Ontario education talks move forward after strike announcement is made
The Ontario government and educators will return to the bargaining table Sunday afternoon as pressure mounts on both sides to reach an agreement that could avert a provincewide strike over the weekend. .
Negotiations were scheduled to resume on Tuesday, but were moved up after the Canadian Civil Service Union gave the five-day notice required for an employment action.
The move causes 55,000 workers – including educational assistants, guardians and early childhood educators – to go on full strike as soon as Friday.
At least three Ontario school boards have said they will close schools if support staff withdraw their services.
The Toronto Catholic School Board, the Kawartha Pine Ridge District School Board and the Peterborough Victorian Catholic School Boards of Northumberland and Clarington all say they will not be able to operate safely if CUPE members leave their jobs.
Mediation talks between the province and the union broke down earlier this month, with both sides still far apart on wages.
The gap continues to widen into Sunday’s trading session as the countdown ticks towards a potential strike.
“No one wants to go on strike, at least among all the lowest-paid education workers who can barely pay our bills,” said Laura Walton, president of the Ontario School Board. of CUPE, said in a statement Sunday. “However, we need a substantial raise and we deserve it.”
Education Minister Stephen Lecce said he hoped CUPE would shake in the face of the demands, which he deemed unreasonable, but said the government would do what was necessary to keep students in school.
“We are at the table with a fair offer that includes a raise and the maintenance of the most generous pension and benefits package, but most importantly – it keeps the kids in class,” Lecce said in a newsletter on Sunday. “If CUPE goes ahead with strike and disruptive action, we will act to keep students in class so they can continue to keep up.”
CUPE is looking for an 11.7% annual salary increase.

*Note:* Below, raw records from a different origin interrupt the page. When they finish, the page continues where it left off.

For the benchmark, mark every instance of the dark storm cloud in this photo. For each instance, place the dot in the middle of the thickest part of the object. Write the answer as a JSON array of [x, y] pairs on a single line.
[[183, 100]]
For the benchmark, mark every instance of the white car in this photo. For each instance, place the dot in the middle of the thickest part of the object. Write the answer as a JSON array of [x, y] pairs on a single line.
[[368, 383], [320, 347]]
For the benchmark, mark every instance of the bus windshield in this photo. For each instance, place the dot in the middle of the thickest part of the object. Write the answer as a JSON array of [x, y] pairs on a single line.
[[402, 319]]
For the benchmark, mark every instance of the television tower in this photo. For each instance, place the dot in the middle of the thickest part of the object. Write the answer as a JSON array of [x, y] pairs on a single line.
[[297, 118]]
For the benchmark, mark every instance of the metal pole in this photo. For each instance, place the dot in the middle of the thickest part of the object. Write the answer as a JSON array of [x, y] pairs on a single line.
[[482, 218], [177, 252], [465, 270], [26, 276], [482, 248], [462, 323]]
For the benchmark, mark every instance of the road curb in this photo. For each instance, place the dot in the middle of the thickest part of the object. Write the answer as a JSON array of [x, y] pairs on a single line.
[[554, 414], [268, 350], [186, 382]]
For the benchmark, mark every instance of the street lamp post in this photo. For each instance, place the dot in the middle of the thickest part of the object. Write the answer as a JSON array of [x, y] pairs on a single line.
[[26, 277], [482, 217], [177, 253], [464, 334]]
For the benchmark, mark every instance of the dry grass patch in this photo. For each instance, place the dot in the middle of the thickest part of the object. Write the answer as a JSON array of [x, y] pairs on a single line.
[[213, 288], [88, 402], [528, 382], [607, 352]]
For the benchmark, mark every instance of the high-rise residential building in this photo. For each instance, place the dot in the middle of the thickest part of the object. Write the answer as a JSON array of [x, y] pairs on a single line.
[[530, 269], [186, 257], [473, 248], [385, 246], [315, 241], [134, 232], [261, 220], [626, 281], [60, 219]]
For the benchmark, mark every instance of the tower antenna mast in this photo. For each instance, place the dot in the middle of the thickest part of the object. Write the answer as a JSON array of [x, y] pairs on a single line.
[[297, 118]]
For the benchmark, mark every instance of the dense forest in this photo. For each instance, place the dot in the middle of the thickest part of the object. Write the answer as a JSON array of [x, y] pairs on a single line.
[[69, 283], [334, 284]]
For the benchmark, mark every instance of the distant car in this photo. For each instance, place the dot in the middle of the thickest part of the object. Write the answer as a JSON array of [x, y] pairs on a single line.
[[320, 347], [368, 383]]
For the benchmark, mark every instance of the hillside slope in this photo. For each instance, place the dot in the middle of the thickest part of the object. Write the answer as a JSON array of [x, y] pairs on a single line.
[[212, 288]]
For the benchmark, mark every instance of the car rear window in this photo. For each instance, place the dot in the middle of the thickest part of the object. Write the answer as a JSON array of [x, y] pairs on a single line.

For its part, the government has offered a 2% a year wage increase for workers earning less than $40,000 and 1.25% for all others.
Educators made several other suggestions, including overtime at twice the regular rate, 30 minutes of paid prep per day for educational assistants and ECEs, increased benefits and professional development for all employees.
Aside from the wage proposal, the government’s proposal seeks to keep all other areas the same as the previous agreement except for cuts to sick leave pay.
The province wants to establish what it calls a 5-day “waiting period” for short-term disability, during which a worker will receive 25% of their normal salary and 90% for the remaining 120 days. .
The Toronto Catholic School Board sent a letter on Sunday informing parents that its 195 schools, serving more than 90,000 students, will close if CUPE goes ahead with a full-blown strike.
“We are working with our childcare providers on a contingency plan and will announce more information shortly,” the letter read. “Parents with school-age children are encouraged to make family rotation arrangements.
Kawartha Pine Ridge School Board and Peterborough Catholic School Board Victoria Northumberland and Clarington jointly operate more than 100 schools with approximately 50,000 students in Peterborough, Bowmanville and the surrounding area.
Peterborough Victoria Northumberland and Clarington Catholic have said students will transition to distance learning from home, while Kawartha Pine Ridge said they will share details of the plan if they receive notice from CUPE of pending strike action. handle.
CUPE membership returned 96.5% of strike orders earlier this month.
In 2019, CUPE and the government reached a last-minute agreement a day before workers went on full-scale strike.